R subset returns limited set with warning

1
votes

I have a data.frame with 12500 obs. of 8 variables, one of which is State (taxes$State). I want to subset the data down to multiple states that I get from user input in Shiny, but I kept getting dropped data when I added more than one state. I've got down to the subset function that is acting funky. I get no warning with just two states, but the third throws the exception. In every case, I'm limited to 250 obs. on the return. For example

temp<-subset(taxes, State==c("AL","MO",TX))

Warning message:1: In is.na(e1) | is.na(e2) : longer object length is not a multiple of shorter object length 2: In ==.default(State, c("AL", "MO", "TX")) : longer object length is not a multiple of shorter object length

I've tried other variables also with the same result

temp<-subset(taxes,StateFullName==c("Iowa","Missouri","Texas"))

Warning message: In StateFullName == c("Iowa", "Missouri", "Texas") : longer object length is not a multiple of shorter object length

Any ideas as to why I'm limited to 250 obs?

3
rsubset

3 Answers

4
votes

You just need %in% to compare a vector of length > 1 i.e.

subset(taxes, State %in% c('AL', 'MO', 'TX'))
#   State amount
#4     MO  14143
#27    TX  11517
#30    AL  14465

Or using data.table, we convert the 'data.frame' to 'data.table' (setDT(taxes), set the key column as 'State' and extract the rows that have 'MO', 'TX', 'AL' in the 'State'.

library(data.table)
setDT(taxes, key='State')[c('MO', 'TX', 'AL')]
#    State amount
#1:    MO  14143
#2:    TX  11517
#3:    AL  14465

To understand why your code didn't work, let's check the logical vector output.

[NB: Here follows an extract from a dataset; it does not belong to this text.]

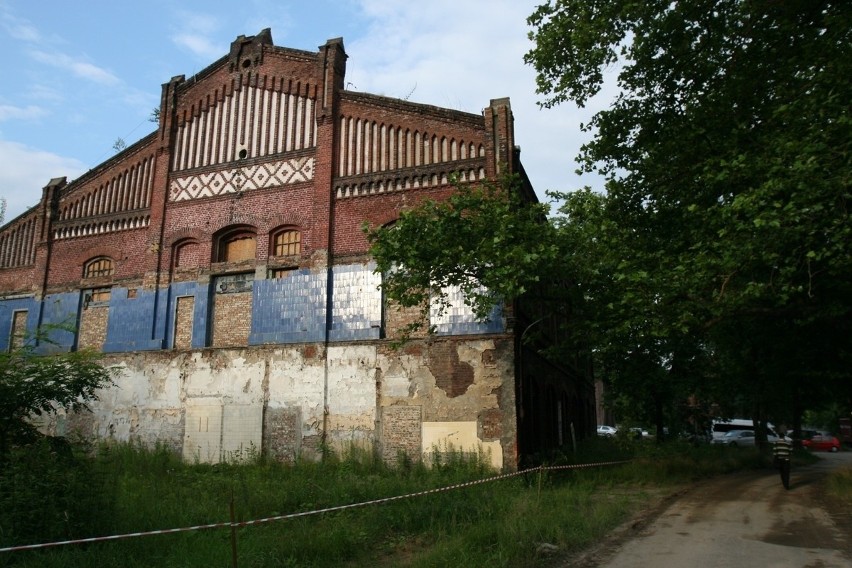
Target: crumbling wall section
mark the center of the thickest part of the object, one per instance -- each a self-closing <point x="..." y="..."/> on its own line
<point x="297" y="401"/>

with(taxes, State==c('AL', 'MO', 'TX'))
# [1] FALSE FALSE FALSE FALSE FALSE FALSE FALSE FALSE FALSE FALSE FALSE FALSE
# [13] FALSE FALSE FALSE FALSE FALSE FALSE FALSE FALSE FALSE FALSE FALSE FALSE
# [25] FALSE FALSE FALSE FALSE FALSE FALSE FALSE FALSE FALSE FALSE FALSE FALSE
# [37] FALSE FALSE FALSE FALSE FALSE FALSE FALSE FALSE FALSE FALSE FALSE FALSE
# [49] FALSE FALSE

Warning messages: 1: In is.na(e1) | is.na(e2) : longer object length is not a multiple of shorter object length

None of the elements were TRUE for this example. The way it compares is based on the recycling. The first 3 elements of 'State' is compared with the vector 'AL', 'MO', and 'TX' in that order

 taxes$State[1:3] == c('AL', 'MO', 'TX')
 #[1] FALSE FALSE FALSE

Here, we compare element-by-element between corresponding values of both the vectors and as

  taxes$State[1:3]
  #[1] AK AL AR

is not matching the 'AL', 'MO', and 'TX' at the corresponding positions, it returns 'FALSE'.

The same way, it is compared up to the length of 'State' column, i.e. the next comparison is

 taxes$State[4:6] == c('AL', 'MO', 'TX')
 #[1] FALSE FALSE FALSE

Here also all are FALSE as the corresponding 'State' elements were 'AZ', 'CA', and 'CO'. We get a warning at the end because 

 nrow(taxes)
 #[1] 50

50%%3!=0

If the nrow of the dataset is 51, the warning will not be there, but still as comparison is based on position, we may not the result as intended.

data

set.seed(24)
taxes <- data.frame(State=sample(state.abb), 
       amount=sample(400:20000, 50, replace=TRUE), stringsAsFactors=FALSE)
1
votes

The logical expression in the function is not according to what you want. It is looking for an observation that is equal to the vector c("AL","MO","TX"). As 12500 is a multiple of 2, subset tries subsetting considering both elements in the vector. As 12500 is not a multiple of 3, it can't use the same process when the vector has three elements, and throws the warning.

In short, an option to substitute the logical expression would be:

temp <- subset(taxes, State == "AL" | State == "MO" | State == "TX"))

This can be tested in this simple example:

df <- data.frame(x = c("A", "B", "A", "C", "D", "E", "A", "C"))
subset(df, x=="A" | x =="B" | x == "C")
0
votes

Yep. So what I didn't know or understand since I've never used a vector for subset was that subset sees c(a,b,c) as a sequence not a list for individual matches. Thanks all for the help!